We quickly discovered PowerShell Core was the most interoperable cross-platform scripting shell when Windows had to be one of the platforms.

It wasn't pleasant to code in. The regex engine comes from .Net, which has bad catastrophic backtracking problems, and the array situation was goofy. Launching executables with any sort of control over the launch and capturing the output stream was hit or miss - I would often have to launch a process, redirect its output to a temp file, and then read the temp file after the child exited.

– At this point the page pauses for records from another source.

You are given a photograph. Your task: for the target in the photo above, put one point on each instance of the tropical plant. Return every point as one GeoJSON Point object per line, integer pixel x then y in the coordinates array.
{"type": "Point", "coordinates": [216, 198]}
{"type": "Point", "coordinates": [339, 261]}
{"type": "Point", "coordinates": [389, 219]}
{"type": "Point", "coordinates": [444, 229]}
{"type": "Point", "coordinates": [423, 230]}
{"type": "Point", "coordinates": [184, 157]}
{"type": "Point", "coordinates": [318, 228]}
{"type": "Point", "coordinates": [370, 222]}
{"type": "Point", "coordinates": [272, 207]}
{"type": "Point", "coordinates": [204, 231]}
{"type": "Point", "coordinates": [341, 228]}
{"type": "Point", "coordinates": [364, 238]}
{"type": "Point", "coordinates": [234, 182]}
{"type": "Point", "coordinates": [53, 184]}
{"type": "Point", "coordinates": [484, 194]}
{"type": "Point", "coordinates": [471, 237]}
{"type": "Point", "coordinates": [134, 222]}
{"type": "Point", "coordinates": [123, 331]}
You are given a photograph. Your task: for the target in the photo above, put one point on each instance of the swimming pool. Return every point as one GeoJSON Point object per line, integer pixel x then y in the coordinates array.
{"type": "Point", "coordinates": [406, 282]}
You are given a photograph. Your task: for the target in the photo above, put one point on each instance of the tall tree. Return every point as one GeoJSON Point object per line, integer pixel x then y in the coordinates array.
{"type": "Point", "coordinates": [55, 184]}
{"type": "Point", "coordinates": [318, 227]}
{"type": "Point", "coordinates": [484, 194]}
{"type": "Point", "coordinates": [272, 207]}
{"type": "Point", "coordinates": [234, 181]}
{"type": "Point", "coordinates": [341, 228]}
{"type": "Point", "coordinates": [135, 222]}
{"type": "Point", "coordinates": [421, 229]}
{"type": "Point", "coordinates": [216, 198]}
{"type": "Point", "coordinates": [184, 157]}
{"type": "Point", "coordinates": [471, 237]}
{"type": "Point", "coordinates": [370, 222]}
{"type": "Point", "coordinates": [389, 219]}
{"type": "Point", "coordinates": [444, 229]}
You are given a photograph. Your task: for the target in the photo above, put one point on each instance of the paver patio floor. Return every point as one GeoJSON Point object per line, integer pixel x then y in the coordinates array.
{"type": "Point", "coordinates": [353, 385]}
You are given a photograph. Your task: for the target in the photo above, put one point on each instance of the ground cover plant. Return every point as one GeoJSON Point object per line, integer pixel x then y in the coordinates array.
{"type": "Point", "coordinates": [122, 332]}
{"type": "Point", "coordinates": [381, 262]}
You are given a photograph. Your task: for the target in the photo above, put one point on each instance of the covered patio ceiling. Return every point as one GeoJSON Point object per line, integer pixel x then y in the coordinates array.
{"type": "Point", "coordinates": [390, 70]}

So piping around with child's stdout into a string variable was always more trouble than it should have been.

BUT, PowerShell Core executes fast (nice job M$FT, if there's one thing you do well, it's micro-optimizing!) It has nice tools for interacting with the user, like ascii art list pickers and easy input prompt generators. And, most of the strange quirks in dealing with the Windows file system are papered over if one avoids folders with locked files.

Anything you want to achieve can probably be done if you search hard enough. Recommended!